This one is in good condition, and while there's a few details to look after, not too much of a project boat. Just one or two soft spots in the deck under the lifeline stanchions by the bow. Everything in working order with somewhat fresh sails, and fairly priced. Seems like it's been well taken care of.

These are hard to find info on so will share what we found while inspecting: 

-hull seems to have ballast in the bottom, spread almost waterline to waterline port to starboard, for a few feet in front of and behind the keel. Very damp and thick feeling when lightly sounding with a hammer or knuckles.

-lifting keel is definitely on the daggerboard side of things. Original paperwork cites 375 lbs daggerboard weight (construction seems to be glass over some kind of core), and ~1100 lbs ballast, so that adds up with the observation about hull ballast. This boat has what appears to be a lead clamshell bulb attached to the bottom of the board, through-bolted on and faired-in with simple fillets. We have not found any other boat on the web showing this small bulb, so it may be a modification. Either way it looks well done, and looks like 100lbs or less of lead. 

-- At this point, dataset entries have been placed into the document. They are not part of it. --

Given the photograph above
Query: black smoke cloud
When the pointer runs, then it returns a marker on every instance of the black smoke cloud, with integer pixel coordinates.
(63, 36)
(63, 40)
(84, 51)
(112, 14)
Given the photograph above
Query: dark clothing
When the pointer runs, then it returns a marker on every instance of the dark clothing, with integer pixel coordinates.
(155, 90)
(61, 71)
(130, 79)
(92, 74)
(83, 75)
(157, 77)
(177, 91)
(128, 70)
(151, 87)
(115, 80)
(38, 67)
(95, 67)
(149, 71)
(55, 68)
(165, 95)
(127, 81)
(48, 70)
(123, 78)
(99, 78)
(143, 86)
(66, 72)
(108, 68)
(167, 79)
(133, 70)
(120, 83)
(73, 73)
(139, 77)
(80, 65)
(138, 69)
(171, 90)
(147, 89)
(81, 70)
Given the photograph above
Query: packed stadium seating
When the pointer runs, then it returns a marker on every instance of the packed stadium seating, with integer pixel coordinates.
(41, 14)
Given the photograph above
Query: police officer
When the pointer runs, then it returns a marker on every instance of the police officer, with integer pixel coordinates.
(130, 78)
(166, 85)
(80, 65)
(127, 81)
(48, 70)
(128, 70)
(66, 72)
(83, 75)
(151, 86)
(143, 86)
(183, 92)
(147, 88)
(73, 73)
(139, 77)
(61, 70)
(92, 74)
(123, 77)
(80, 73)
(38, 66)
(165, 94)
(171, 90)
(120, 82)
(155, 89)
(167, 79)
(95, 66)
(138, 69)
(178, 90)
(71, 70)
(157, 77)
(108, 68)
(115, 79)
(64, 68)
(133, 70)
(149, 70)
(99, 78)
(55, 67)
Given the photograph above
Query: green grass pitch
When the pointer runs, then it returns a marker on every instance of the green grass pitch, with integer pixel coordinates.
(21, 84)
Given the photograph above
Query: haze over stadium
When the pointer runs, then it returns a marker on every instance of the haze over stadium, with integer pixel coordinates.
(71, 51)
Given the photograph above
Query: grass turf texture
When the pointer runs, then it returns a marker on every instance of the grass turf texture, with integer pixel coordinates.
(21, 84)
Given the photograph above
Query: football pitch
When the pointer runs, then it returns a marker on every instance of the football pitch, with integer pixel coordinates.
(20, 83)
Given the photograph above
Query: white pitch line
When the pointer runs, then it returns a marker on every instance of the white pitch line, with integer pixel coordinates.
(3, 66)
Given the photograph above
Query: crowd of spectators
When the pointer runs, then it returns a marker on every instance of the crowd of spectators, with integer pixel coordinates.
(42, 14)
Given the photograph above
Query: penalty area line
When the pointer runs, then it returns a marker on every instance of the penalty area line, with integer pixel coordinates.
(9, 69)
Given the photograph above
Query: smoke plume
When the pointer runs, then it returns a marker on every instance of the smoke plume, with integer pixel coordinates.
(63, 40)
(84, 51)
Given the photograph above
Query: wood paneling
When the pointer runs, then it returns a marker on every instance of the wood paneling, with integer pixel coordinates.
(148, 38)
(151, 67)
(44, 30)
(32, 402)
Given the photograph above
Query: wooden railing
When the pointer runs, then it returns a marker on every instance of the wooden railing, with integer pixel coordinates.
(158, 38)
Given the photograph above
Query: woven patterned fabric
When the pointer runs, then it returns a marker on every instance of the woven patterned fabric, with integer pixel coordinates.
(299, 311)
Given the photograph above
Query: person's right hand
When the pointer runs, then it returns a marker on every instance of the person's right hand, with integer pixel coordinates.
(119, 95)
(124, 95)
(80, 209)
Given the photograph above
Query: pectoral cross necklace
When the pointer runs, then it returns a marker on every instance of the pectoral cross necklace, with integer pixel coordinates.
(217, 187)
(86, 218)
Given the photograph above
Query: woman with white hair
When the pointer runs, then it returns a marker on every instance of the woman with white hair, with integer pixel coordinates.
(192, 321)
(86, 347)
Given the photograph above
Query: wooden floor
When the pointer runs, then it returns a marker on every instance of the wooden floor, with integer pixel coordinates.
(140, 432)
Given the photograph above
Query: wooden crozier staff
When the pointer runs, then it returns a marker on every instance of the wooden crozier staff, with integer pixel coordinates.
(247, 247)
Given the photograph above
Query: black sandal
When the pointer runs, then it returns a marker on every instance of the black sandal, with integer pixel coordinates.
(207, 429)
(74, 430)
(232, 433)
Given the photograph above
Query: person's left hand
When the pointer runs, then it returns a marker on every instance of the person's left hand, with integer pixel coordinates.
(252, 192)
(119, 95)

-the forward hatch cutaway in the deck reveals mostly foam core, with plywood core in certain areas.

-not sure what the hull core is but the hull is extremely light on the sides, with longitudinal stringers molded in internally. Not a single full bulkhead, so the hull to deck joint is definitely getting a work out. 

-Hull to deck joint is an external flange on each part that overlap and are bonded together. This boat has glass tape laid on the inside of the joint all the way around the boat, similar to what ILYB-Todd did on his salvage project, but slightly less fillet under the glass. we are not sure if this was factory or added later. Either way, glad to see it. 

-mast is deck stepped but sits on a post connecting hull to deck directly underneath it. 

-chainplates are long aluminum flat bar that connects to the half-height bulkhead behind the v-berth.

-lifting daggerboard mechanism leaves a lot to be desired. Pulley carrying the lifting cable is at the aft end of the board but the slot is at an angle, so it wedges the board into the slot. 

- after a while of looking at the boat, the weird IOR hollow stern thing doesn't hurt my eyes quite as much ;) overall nice looking boat and excited to sail it.